So I’ve been quite away from the world of books in the past year. From dealing with mental illness to a full-time job, I’ve had little time to delve into a good book. But I’ve recently re-discovered the library (HALLE-FRIGGING-LUIAH!) and went on a book hold rampage (over 30!) based on some of the year-end lists of best books for 2014.
I’ve got a whole damn lot of catching up to do.
The first book that made on the hold shelf was Eimear McBride’s A Girl Is A Half-Formed Thing.
New take on stream of consciousness
You rarely find stream of consciousness done well–or interestingly. There’s Ulysses, of course, but the lack of punctuation always put me off. In A Girl, you get punctuation… but not necessarily the punctuation you expect.
And of course, this book is deeply indebted to the “Penelope” chapter of Ulysses, the famous last chapter describing Molly Bloom’s thoughts as she goes to sleep. The unnamed girl in this book, however, is fully awake: we experience the world through her eyes and her consciousness.
This is a family story, a love story, a tragic story of children living adrift in a world in which they can’t really fit in. In a way, it also reminded me of George Eliot’s The Mill on the Floss. The deep brother-sister bond, the ways each does everything they can to save the other pain and misery, and the ways each try to escape the lot they have been given by life.
The main character’s brother is an unlikely survivor of a childhood brain cancer. The sister is raised in the shadow of this cancer by a dysfunctional mother who spends too much time praying and not enough time loving her children.
This is not an easy book to read. The descriptions of violence (sexual, physical, emotional, spiritual) are so raw and real that I wanted to kill the offending characters. The world of this novel is a bleak, bleak place, filled with rain and small kitchens and dank bedrooms. Characters have no names. Places are never identified. It’s just “mother, brother, uncle, grandfather, a man”. It’s just “home, the city, the apartment, the bathroom.” It gives the book a sense of fluidity–it could be anywhere. It could be next door or, in this case, Ireland (identified only by the smattering of Gaelic in a few spots).

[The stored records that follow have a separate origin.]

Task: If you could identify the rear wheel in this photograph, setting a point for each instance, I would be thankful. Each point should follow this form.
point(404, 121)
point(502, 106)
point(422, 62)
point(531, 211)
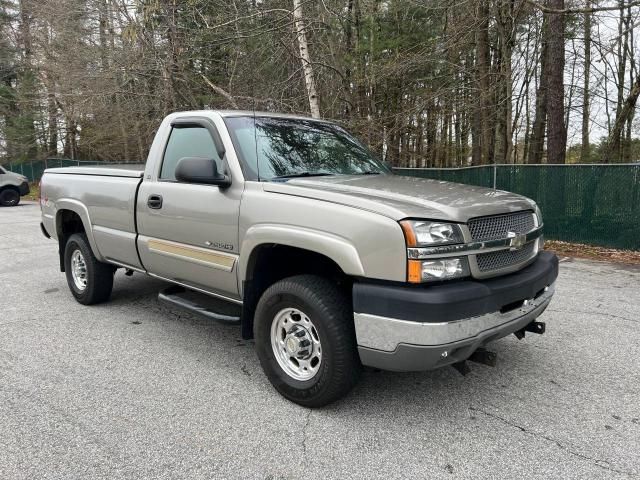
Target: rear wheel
point(9, 197)
point(305, 340)
point(89, 280)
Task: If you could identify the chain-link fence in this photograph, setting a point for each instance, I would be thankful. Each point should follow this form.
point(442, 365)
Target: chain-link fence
point(594, 204)
point(33, 170)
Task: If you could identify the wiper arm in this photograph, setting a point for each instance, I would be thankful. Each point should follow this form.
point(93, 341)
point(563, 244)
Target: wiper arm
point(303, 174)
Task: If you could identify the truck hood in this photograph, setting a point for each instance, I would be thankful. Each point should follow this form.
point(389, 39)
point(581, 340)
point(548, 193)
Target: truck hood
point(401, 197)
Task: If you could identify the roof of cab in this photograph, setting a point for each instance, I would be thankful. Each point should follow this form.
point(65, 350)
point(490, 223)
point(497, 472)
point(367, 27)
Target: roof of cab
point(249, 113)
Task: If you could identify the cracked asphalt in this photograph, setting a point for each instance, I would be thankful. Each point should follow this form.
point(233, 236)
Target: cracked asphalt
point(136, 389)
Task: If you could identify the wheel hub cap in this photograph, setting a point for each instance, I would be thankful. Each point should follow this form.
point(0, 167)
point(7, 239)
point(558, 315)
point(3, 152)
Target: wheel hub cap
point(296, 344)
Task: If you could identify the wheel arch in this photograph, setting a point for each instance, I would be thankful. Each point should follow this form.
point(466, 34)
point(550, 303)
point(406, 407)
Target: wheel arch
point(73, 217)
point(280, 252)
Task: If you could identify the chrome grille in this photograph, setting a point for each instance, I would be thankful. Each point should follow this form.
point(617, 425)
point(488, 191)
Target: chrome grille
point(488, 262)
point(496, 227)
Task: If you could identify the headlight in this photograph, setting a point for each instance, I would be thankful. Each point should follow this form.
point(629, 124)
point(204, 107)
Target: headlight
point(437, 269)
point(538, 216)
point(423, 233)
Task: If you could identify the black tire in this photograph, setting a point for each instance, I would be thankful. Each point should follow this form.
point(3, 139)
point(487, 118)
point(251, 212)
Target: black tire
point(99, 276)
point(331, 313)
point(9, 197)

But it’s also an incredibly rewarding read, if you can stick with it. It’s difficult at first, but after a few chapters, you get into the rhythm of her thoughts and feelings as if they were your own. They roll on your tongue and in your mind, and they become part of your own experience.
And another thing I loved about this book: it’s a deeply rebellious book. It’s feminist and anti-religious and it’s about freedom. It’s also about love, the love that some of us are not given and try to replace with other things, like love for a brother, or sex.
In her teenage years, the main character protects her brother from constant bullying and mockery by having sex with the guys in his year. Here’s a paragraph that stayed with me throughout, and after I was done:
And in a car the best. Warm and parked away. They’ll do what they can to me in here. On my knees I learn plenty — there’s a lot I’ll do and they are all shame when they think their flesh desired. Offer up to me and disconcerted by my lack of saying no. Saying yes is the best of powers. It’s no big thing the things they do. (My emphasis)
For a Catholic culture that reveres refusal when it comes to sexuality, this simple word, yes, is a big rebellion. And it resonated with me so deeply, because as a feminist saying yes is what I fight for. And refusing this right, this right to be able to say yes (or no) to sex is when the true tragedy of rape happens.
This book is going to be read for decades as a masterpiece of the stream of consciousness style and as contemporary women’s writing. If I taught a women’s writing course or a course centered on sexuality themes, it would be on the reading list.